Binding reinforcement bars in concrete constructions is known to be a costly operation. By manual processes a wire is curled around the reinforcing bars, and by means of a wire cutter, the free ends of the wire are twisted such that the reinforcing bars are tied together.
Resent considerations not only related to the costs of binding the bars but also related to the working environment, has lead to the development of hand-held, portable devices for binding.
EP 0751270 shows a device for binding reinforcement bars for concrete constructions. The device operates by twisting a wire in a loop by a guide arm. A hook thereby binds the reinforcement bars together by twisting the wire loop.
U.S. Pat. No. 4,252,157 shows a device for binding reinforcement bars, comprising a differential gear for transferring torque from a motor to a binding head and a cutting device, respectively.
EP 1 484 249 discloses a reinforcing bar machine comprising three motors: a feeding motor, a twisting motor and a sliding motor. The feeding motor forms part of a feeding mechanism and is used to feed the wire. A binding wire twisting mechanism includes the twisting motor and the sliding motor.
Further examples of known binding apparatuses are disclosed in U.S. Pat. No. 5,657,799, EP 0 731 238, EP 0 810 153, EP 0 332 532, EP 0 829 596, U.S. Pat. No. 4,362,192, EP 0 751 270, U.S. Pat. No. 4,252,157, and WO 0194206.
It has been found that the ability of the binding apparatus to provide the desired tension in the bound wire is critical for the quality of the binding. If the wire is tensioned too much, the wire may rupture, whereby the user must repeat the binding action hoping that the second binding does also not rupture. If on the other hand the binding is too loose, the binding will most likely not serve its purpose which in many cases is to ensure that two reinforcing bars are forced into contact with each other.
With regard to the twisting of the wire by the binding apparatus, binding apparatuses normally are based on one of two principles. A first in which the wire is twisted as many times as possible e.g. until wire is pulled out of the binding apparatus or until a predetermined torque is reached during the binding process. In a second principle the wire is twisted a predetermined number of times.
One advantage of twisting the wire a predetermined number of times is that the binding time for each binding is held at a minimum. The reason for this is that in the “as many times as possible” process, an excessive amount of wire is often provided in order to ensure that the wire ends are twisted a sufficient number of times so as to ensure a desired strength of the binding. The effect is that the ends must be twisted a large number of times which is time consuming.

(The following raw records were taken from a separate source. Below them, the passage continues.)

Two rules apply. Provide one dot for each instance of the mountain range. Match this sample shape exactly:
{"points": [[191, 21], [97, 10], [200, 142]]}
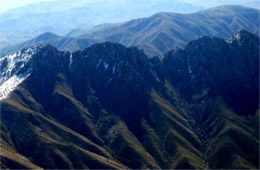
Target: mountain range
{"points": [[111, 106], [158, 33], [60, 17]]}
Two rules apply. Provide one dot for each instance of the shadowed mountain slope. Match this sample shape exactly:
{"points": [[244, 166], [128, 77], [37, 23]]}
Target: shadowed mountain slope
{"points": [[159, 33], [109, 106]]}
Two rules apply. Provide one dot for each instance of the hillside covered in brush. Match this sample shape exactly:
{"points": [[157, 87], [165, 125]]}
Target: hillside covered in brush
{"points": [[109, 106]]}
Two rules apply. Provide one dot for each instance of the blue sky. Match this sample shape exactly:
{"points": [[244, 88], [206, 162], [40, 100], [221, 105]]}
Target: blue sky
{"points": [[6, 5]]}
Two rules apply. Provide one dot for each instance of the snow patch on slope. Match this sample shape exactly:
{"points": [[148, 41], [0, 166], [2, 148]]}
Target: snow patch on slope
{"points": [[13, 71], [8, 86]]}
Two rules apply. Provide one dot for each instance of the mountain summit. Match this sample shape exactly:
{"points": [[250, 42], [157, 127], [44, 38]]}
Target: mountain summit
{"points": [[110, 106]]}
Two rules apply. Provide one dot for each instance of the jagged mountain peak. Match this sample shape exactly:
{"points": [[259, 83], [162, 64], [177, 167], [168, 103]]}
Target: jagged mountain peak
{"points": [[111, 106]]}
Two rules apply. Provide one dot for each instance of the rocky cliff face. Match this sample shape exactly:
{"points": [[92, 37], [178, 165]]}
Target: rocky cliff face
{"points": [[109, 106]]}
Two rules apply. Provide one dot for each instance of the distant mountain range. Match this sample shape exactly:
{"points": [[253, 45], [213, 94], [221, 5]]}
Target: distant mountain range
{"points": [[156, 34], [112, 107], [60, 17]]}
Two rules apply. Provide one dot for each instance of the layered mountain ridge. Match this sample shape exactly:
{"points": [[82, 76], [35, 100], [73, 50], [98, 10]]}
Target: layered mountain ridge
{"points": [[158, 33], [110, 106]]}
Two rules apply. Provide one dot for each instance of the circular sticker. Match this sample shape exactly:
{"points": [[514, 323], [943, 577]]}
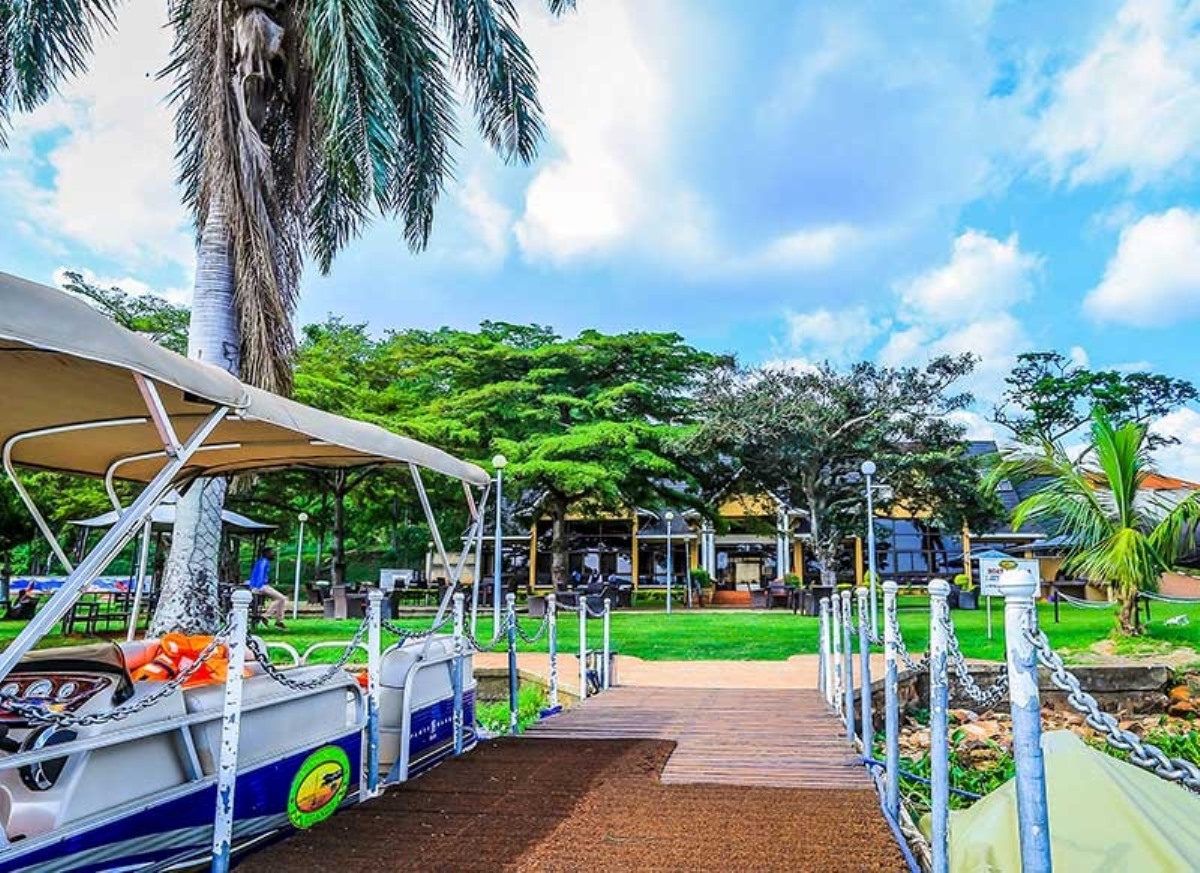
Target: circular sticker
{"points": [[318, 787]]}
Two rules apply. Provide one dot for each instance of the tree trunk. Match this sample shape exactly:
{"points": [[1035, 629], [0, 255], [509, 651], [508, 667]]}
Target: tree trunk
{"points": [[340, 489], [189, 598], [559, 555]]}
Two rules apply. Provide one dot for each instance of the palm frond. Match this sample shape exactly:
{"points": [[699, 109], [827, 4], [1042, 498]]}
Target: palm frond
{"points": [[42, 42], [499, 72]]}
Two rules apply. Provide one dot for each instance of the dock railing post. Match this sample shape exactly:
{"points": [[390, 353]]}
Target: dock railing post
{"points": [[835, 651], [510, 614], [456, 672], [231, 732], [607, 644], [847, 664], [552, 644], [823, 649], [939, 734], [867, 726], [1033, 822], [892, 697], [583, 648], [375, 663]]}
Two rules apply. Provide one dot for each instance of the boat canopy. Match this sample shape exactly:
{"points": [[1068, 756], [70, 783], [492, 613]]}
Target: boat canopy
{"points": [[66, 368]]}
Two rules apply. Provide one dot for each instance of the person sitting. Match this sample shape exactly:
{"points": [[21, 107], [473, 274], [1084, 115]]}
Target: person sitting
{"points": [[258, 585]]}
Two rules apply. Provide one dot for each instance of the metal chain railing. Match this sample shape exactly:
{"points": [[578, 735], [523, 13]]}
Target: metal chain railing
{"points": [[39, 714], [283, 679], [903, 650], [987, 698], [1144, 754], [406, 634]]}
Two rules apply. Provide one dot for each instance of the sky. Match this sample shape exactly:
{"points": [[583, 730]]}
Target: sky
{"points": [[787, 181]]}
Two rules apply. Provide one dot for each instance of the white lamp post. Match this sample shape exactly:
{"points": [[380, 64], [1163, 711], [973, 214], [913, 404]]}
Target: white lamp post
{"points": [[295, 589], [868, 471], [499, 462], [669, 517]]}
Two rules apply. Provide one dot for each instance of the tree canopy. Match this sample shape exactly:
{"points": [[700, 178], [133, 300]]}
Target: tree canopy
{"points": [[803, 435]]}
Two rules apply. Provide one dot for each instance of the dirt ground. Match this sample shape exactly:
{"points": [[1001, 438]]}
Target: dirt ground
{"points": [[588, 805]]}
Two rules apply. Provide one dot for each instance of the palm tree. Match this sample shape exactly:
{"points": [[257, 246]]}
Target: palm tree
{"points": [[298, 121], [1121, 534]]}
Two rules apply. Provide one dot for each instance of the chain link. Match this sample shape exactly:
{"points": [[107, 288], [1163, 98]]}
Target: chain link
{"points": [[987, 698], [39, 714], [283, 679], [903, 650], [406, 634], [1144, 754]]}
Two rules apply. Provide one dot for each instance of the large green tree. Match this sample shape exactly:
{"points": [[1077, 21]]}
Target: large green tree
{"points": [[803, 435], [1050, 398], [587, 423], [297, 122], [1119, 533]]}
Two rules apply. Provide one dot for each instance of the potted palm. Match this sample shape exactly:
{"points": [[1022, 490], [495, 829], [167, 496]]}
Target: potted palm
{"points": [[1122, 535]]}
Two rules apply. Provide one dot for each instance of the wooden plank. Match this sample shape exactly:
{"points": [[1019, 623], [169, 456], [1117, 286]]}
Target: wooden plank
{"points": [[786, 739]]}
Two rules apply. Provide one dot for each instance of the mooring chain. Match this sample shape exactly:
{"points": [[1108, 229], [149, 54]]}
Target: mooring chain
{"points": [[283, 679], [987, 698], [903, 650], [406, 634], [1144, 754], [39, 714]]}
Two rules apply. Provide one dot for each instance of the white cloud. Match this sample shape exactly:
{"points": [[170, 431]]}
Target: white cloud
{"points": [[109, 181], [1153, 278], [1132, 104], [838, 336], [983, 276], [1182, 459]]}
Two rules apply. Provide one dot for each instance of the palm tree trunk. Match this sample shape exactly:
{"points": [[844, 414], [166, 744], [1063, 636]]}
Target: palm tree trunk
{"points": [[189, 598]]}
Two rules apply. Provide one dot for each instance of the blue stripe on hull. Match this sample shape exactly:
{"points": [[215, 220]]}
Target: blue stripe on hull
{"points": [[180, 829]]}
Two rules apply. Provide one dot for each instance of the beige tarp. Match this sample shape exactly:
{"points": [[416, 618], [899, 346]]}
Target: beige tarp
{"points": [[1104, 816], [61, 363]]}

However, when the wire is twisted a predetermined number of times, it is difficult to achieve the same tightness of the binding, as the wire path around the reinforcing bare varies from binding position to binding position. In a grid of vertical and horizontal bars, the bars most often will not define a right angle in each intersection—even when this is intended. These small angular variations between intersecting bars make it difficult to provide the same tension in the wire in each binding. The result is that the bindings are either too loose or breaks because they are too tight. Another reason for loose or breaking bindings is that reinforcing bars on their outer surface often are provided with rips/protrusions for mechanically binding the reinforcing bars to the concrete. The ribs/protrusions are spaced apart along the outer surface of the reinforcing bars and depending on the position of the binding relative to the adjacent ribs/protrusions, the wire path may be longer or shorter.
Accordingly, it is an object of an embodiment of the present invention to provide an apparatus that twists the wire a predetermined number of times while it at the same time provides the desired tension in the bindings irrespective of the number of objects to be bound and/or their thickness and/or the number of ribs and/or the position of the ribs relative to the binding.
Moreover, it is an object of an embodiment of the present invention to provide a binding apparatus which reduces the risk of rupture of the wire during binding.
Furthermore, it is an object of an embodiment of the present invention to provide a binding apparatus with which the risk of loose bindings is reduced or even eliminated.